Vu la procédure suivante :
Procédure contentieuse antérieure :
Mme D... B...a demandé au tribunal administratif de Grenoble d'annuler pour excès de pouvoir la décision du 28 juillet 2015 par laquelle le président du conseil départemental de l'Isère a retiré son agrément d'assistante maternelle à compter du 10 août 2015.
Par un jugement n° 1505933 du 2 juin 2016, le tribunal administratif de Grenoble a rejeté cette demande.
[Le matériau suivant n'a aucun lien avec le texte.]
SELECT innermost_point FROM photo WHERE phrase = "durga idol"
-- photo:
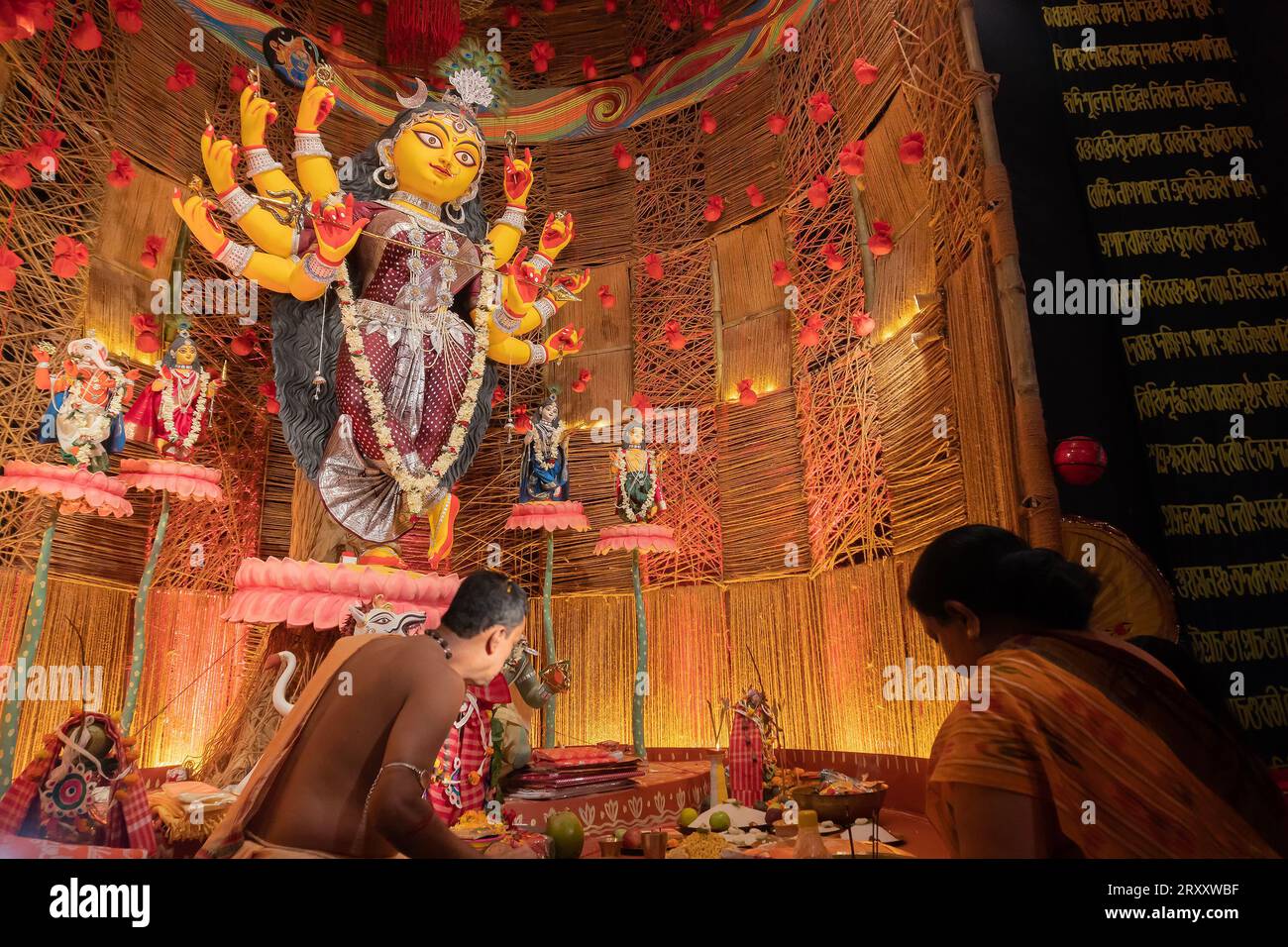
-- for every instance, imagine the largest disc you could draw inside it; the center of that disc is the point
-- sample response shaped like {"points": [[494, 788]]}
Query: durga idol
{"points": [[384, 407]]}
Procédure devant la cour :
Par une requête enregistrée le 1er août 2016, Mme D... B..., représentée par Me Eisler, avocat, demande à la cour d'annuler pour excès de la décision du 28 juillet 2015 par laquelle le président du conseil départemental de l'Isère a retiré son agrément d'assistante maternelle à compter du 10 août 2015.
Elle soutient que :
- la décision en litige aurait dû comporter la mention de la délégation de signature accordée le 2 avril 2015 à son signataire ;
- le délai de onze jours entre la notification de la décision contestée, le 30 juillet 2015, et son entrée en vigueur, le 10 août 2015, n'est pas justifié par l'urgence et ne respecte pas le préavis contractuel ;
- la lettre du 29 juin 2015 du président du conseil départemental l'informant de ce qu'il envisageait le retrait de son agrément et la saisine préalable pour avis de la commission consultative paritaire départementale ne mentionne aucun fait ni aucune date ;
- la décision en litige est insuffisamment motivée ;
- elle est entachée d'erreur d'appréciation, dès lors qu'elle n'a pas commis de manquements professionnels répétés de nature à justifier un retrait d'agrément.
Par un mémoire en défense enregistré le 24 novembre 2016, le département de l'Isère, représenté par la SELARL Urban Conseil, avocat, conclut au rejet de la requête et à ce que soient mis à la charge de Mme B... les entiers dépens ainsi que la somme de 1 500 euros au titre de l'article L. 761-1 du code de justice administrative.
Il fait valoir que :
- la requête est irrecevable en l'absence de contestation du dispositif du jugement n° 1505933 du 2 juin 2016 du tribunal administratif de Grenoble ;
- les moyens présentés par la requérante ne sont pas fondés.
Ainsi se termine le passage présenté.